我有些不信这句话,他二人长相那么俊俏,舌头也挺正常的呀,才不会干这么恶心的事呢。
“据说地府很阴森恐怖,也不过如此。”刚到地府,老爷爷就有感而发了一句。
我们被带到了一个地方,白雾重重,天色阴沉,面前是一块巨大的石头,上面刻的“鬼门关”二字格外显眼。
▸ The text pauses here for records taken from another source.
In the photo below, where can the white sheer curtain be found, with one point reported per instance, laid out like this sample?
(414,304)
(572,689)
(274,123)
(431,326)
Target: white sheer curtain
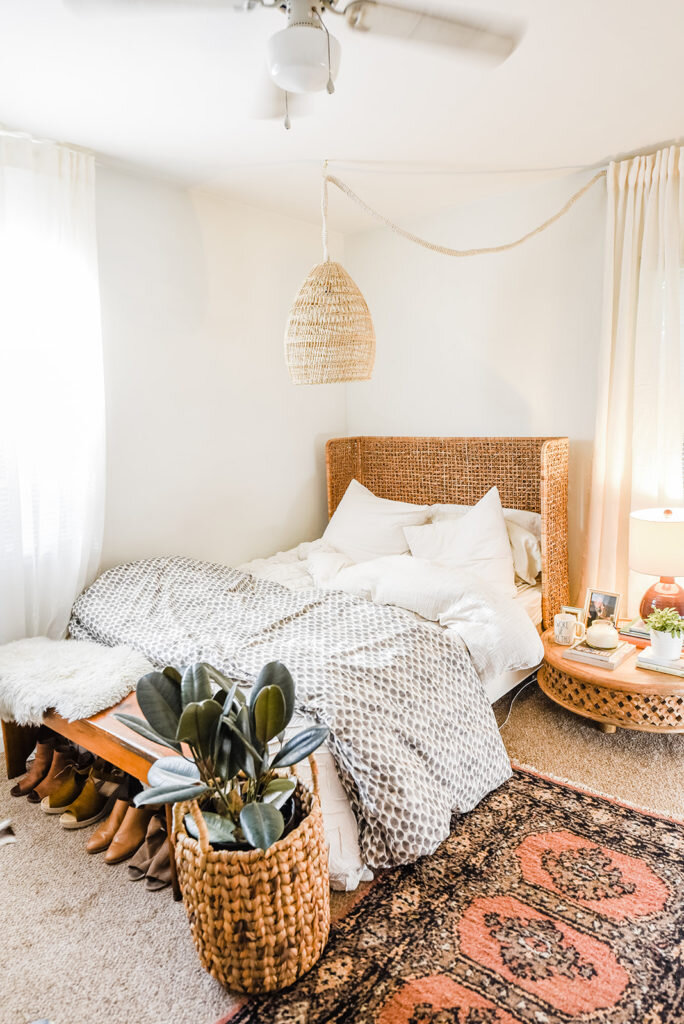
(51,386)
(640,421)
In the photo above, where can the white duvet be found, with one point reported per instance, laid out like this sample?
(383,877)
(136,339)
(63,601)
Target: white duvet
(499,632)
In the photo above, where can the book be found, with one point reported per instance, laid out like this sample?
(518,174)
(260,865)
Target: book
(639,642)
(645,659)
(635,630)
(608,659)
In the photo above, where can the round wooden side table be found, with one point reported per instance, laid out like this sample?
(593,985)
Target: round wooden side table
(626,698)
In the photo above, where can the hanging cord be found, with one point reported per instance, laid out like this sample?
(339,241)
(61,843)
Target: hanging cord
(515,697)
(331,84)
(324,211)
(444,250)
“老头,你再多嘴几句,你可就真能见到传说中的那个地府了。”
我觉得老爷爷也是有趣,其他人都是一副离世不舍的神情,只有他一副来游玩的样子。
“老爷爷,你难道不害怕来这儿?”
“我也不是情愿来这儿呀,可是来都来了,有什么办法呢?”可真是个豁达之人,“我看你年纪轻轻,怎么就死了?”
“我发热,是被烧死的吧。”
“真是个可怜的孩子,怎么家人不给你看病啊?”
“家人不管我,我从小家人就不理我。”
“这都是些什么人啊!好孩子,你要做鬼也不放过他们!”
哈哈,我现在都在地府了,还怎么去纠缠啊。
“就你们两个话多,快跟上。”我和老爷爷又被黑无常给训了。
“爷爷,我们现在还要去哪儿啊?”
“估摸着是要去审判。”
“审判什么?”
“审判你生前有没有做坏事呀,要是没做坏事就可以去奈何桥那儿喝个孟婆汤。”
“爷爷,你怎么那么熟悉啊?”
“我生前就是个说书的,这种事我哪能不知道。”原来是说书先生,怪不得那么能说。
“那我们是不是能见到阎王爷啊?”
“阎王爷哪是我们想见就见的,再说阎王长得可恐怖了,你见到了准会吓哭!”
怎么人人都说阎王爷长得丑陋吓人,鲁娘也和我说过阎王爷容貌极丑。可是阎王不也算是神仙吗?鲁娘还说神仙都长得好看,那为什么就阎王长得丑呢?
“嘿嘿!小姑娘!”我正在发呆时,一双黑手拍了拍我。